Monday, January 19, 2009

Government Online

One of Obama's transition teams, the TIGR (Technology, Innovation and Government Reform) Team makes some bold, yet good "honest sense" statements about transforming our government into a modern and efficient system through the use of new internet technology. If the new administration can pull this off, the effects are hard to imagine initially.

Think about it though.... vision, if you will, a world with no paper and yet ubiquitous and secure access to everything you need. You'd have access to all your medical files, x-rays, images, etc, control over who get's to see them and a record of who and when for every access. All of your interactions with the government could happen anytime at your convenience. People could have clear access to information on legislation, budgets, projects, public police logs, and anything else that is part of the public record. Imagine now a collection of tools (the "mashups" mentioned in the video) that allow researchers, experts, and ordinary citizens to break down the issues and come up with the best possible policies.

It would be nearly impossible and incredibly stupid to commit fraud in such a system. Politicians would have an incredible resource through this participation, and differences would have to be explained directly to the people. This isn't to say that it should be rule by the mob even a complete democracy. The role of the republic in our government is crucial to furthering innovation and progress. The very fact that we will soon be swearing in our 44th president, just 220 years after George Washington took office, says a lot about both the role of leadership and of change.

There will need to be a of lot organization and careful design to make sure things are both secure and yet appropriately open. Coordinating collaboration with such diverse groups will be challenging too, but imagine having topic moderators sponsored across universities in the U.S. and the world. These groups could provide regular updates to data, conduct workshops and conferences, develop presentations, classroom materials, and other media.
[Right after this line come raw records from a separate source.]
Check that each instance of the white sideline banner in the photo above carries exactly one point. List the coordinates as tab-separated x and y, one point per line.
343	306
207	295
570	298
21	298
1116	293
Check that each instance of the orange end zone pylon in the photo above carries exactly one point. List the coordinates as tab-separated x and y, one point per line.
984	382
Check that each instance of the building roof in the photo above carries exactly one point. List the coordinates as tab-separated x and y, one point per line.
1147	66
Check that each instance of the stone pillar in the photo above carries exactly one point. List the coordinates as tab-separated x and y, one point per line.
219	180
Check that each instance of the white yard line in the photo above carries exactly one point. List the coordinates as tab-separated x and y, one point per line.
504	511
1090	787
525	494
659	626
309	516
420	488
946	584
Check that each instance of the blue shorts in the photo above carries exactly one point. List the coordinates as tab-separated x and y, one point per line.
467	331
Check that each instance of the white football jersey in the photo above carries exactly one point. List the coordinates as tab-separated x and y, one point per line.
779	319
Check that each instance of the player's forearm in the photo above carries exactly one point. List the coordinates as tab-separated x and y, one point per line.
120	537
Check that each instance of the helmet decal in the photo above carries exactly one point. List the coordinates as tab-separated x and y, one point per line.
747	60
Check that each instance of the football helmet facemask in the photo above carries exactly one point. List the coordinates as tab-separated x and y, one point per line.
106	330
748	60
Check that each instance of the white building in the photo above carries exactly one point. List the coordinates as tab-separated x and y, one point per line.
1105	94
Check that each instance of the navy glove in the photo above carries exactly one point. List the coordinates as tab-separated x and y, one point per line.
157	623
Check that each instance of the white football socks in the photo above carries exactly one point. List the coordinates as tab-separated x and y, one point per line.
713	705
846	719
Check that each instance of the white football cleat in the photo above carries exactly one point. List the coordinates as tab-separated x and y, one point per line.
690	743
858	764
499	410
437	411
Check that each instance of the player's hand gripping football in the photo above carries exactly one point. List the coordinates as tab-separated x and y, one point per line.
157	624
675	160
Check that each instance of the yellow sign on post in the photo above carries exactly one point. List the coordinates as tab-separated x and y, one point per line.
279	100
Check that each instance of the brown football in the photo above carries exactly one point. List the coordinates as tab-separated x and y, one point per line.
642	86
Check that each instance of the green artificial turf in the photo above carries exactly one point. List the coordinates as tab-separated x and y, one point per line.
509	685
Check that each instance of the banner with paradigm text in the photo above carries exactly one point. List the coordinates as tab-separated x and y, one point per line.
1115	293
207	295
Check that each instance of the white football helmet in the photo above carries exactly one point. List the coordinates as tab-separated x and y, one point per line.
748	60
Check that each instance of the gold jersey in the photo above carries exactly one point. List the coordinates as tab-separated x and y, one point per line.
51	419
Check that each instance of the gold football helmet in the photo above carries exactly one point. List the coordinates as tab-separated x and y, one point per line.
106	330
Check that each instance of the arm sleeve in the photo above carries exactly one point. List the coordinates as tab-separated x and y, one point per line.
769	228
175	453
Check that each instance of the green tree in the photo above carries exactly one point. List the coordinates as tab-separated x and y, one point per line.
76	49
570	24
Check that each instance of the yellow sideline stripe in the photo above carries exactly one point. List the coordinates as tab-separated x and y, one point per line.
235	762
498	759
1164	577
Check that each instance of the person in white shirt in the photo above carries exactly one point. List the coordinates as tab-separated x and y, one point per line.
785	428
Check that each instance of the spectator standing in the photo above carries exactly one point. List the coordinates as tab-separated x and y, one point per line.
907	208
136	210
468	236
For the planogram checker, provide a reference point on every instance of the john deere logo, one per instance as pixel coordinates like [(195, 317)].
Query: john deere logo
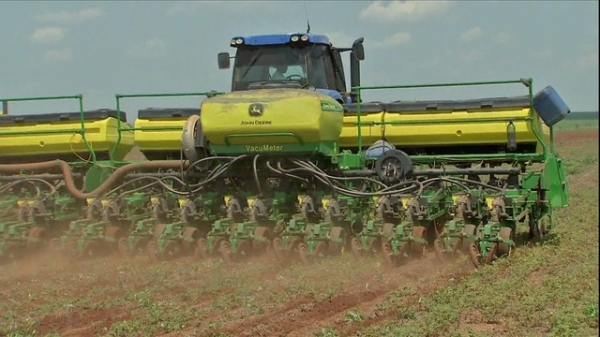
[(256, 110)]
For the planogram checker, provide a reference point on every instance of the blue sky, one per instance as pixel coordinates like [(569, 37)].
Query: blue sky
[(100, 49)]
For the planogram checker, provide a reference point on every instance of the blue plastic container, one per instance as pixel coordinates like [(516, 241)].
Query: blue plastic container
[(551, 108)]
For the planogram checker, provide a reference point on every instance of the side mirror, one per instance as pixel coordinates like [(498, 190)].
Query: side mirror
[(358, 49), (224, 60)]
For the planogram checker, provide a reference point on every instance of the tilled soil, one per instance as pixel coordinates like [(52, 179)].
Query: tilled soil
[(112, 295)]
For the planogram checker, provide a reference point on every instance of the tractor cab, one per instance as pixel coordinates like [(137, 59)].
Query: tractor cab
[(302, 61)]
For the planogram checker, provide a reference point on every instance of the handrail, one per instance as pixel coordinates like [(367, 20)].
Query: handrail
[(118, 98), (528, 82), (81, 131)]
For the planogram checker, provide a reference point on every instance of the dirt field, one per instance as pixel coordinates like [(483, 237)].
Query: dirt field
[(547, 288)]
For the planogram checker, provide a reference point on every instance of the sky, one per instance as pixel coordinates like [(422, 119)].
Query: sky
[(100, 49)]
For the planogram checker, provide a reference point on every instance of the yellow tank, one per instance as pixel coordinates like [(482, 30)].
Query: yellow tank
[(54, 136), (371, 116), (160, 144), (271, 117), (456, 123)]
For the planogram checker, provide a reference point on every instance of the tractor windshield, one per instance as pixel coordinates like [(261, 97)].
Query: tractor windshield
[(307, 65)]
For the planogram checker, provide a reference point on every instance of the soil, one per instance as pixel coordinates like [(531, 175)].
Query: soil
[(301, 315)]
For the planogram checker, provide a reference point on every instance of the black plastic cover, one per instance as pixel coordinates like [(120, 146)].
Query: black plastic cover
[(91, 115), (444, 105), (156, 113), (365, 108)]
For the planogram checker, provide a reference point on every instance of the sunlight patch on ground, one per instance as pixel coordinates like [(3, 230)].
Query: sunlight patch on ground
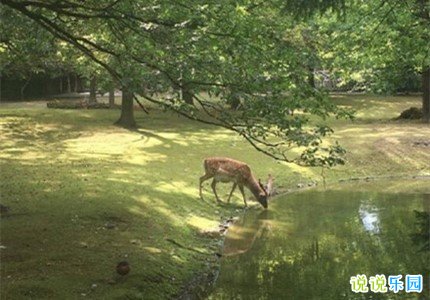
[(152, 250), (202, 223)]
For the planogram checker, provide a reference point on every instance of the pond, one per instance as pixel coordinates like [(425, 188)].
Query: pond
[(309, 244)]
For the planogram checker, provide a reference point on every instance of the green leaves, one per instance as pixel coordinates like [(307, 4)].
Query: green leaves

Most importantly, each group will be responsible for maintaining a model of their part of world system, be it energy, economics, or local crime. These models would explain potential problems and provide tests for different policies.

In all these ideas are pretty much extensions of my Google 10 to the 100th idea which may be up for voting January 27th, 2009 if I'm lucky. Anyway, take 4 minutes and watch the video. It's a bit nerdy, but if you are familiar with the tech and where the government is now in comparison, we are talking about radical change.